Борис Дедюхин - Василий I. Книга первая
— Тьфу, баламут! Знал бы — не звал, — осерчал Витовт, пригласивший митрополита на торжественный обряд обручения.
Киприан был радешенек, что свершилось-таки замысленное им, но виду старался не подавать, ворчал:
— Введу, введу дочь твою в лоно православия, которое чисто и небесно, кротко, как дух Евангелия, но вот крещение у вас тут неверно ведется — через обливание, а надобно троекратное погружение в купель. Миропомазания Софья твоя не знает, потому пока не может считаться дочерью церкви. И вельми озабочен я устройством в Руси Малой и Белой церковного правления, чтобы не было подобных скорбей.

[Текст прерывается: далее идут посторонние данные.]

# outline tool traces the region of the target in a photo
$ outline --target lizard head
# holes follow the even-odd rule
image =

Чувствовал Киприан, что близок, как никогда, стал он к своей цели, понимал, что нужен Витовту и московскому княжичу, а потому хотелось ему продлить праздник души своей — потому-то излишне поучителен и чрезмерно строг был. Милостиво разрешив Софье не повторять обряд крещения, он потребовал, однако, чтобы она семь дней ходила в церковь, и совершал над ней четыре молитвы, повторяя каждую по десять раз, не разрешал ей все это время есть ни молока, ни мяса. На восьмой день велел надеть христианские ризы и венец, помазал святым м и р р о м чело, ноздри, уста, уши, «сердце» и ладони рук: облачение в белые одежды было знаком новой чистой жизни, венец из цветов — нимбом солнечных лучей, а помазание мирром дало право ей взять в руку возжженную свечу, которая преображает свет, с которым войдет Софья во сретенье жениху.
Киприан определенно перестарался, нарочно затягивал обряд обручения, так что Витовт уж стал выказывать признаки неудовольствия.

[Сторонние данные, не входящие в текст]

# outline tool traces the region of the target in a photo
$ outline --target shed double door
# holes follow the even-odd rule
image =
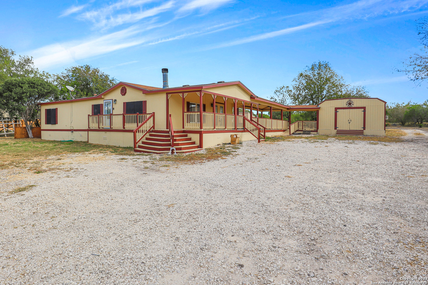
[[[363,109],[337,110],[337,129],[361,130],[364,124]]]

— Вот только грехи еще с души сниму.
— Что за грехи в двенадцать лет?
— Двенадцать лет — возраст духовного совершенствования. — И Киприан ударился в длинное объяснение того, что каждый из младенцев, становясь отроком, постепенно загрязняет свою ангельскую душу. С его уст срывается первое лживое слово, краска стыда заливает его, когда он в первый раз солжет, он начинает узнавать, что такое зависть и ревность, испорченная среда начинает толкать его и на другие пороки.
Сначала душа покрывается как бы сеткой греха, едва видимой для духовного глаза, а потом, когда человек привыкает к греху, целыми пластами своей грязи грех этот начинает прилипать к бессмертной душе.
— Какие такие пласты? — уже еле сдерживал возмущение Витовт. — Заканчивай живее.
Киприан больше не возражал, заставил только Софью повторить за ним:
— Возьми от меня бремя тяжкое, греховное… Пощади создание свое, спаси меня, падшую. Помилуй меня, Боже, помилуй меня.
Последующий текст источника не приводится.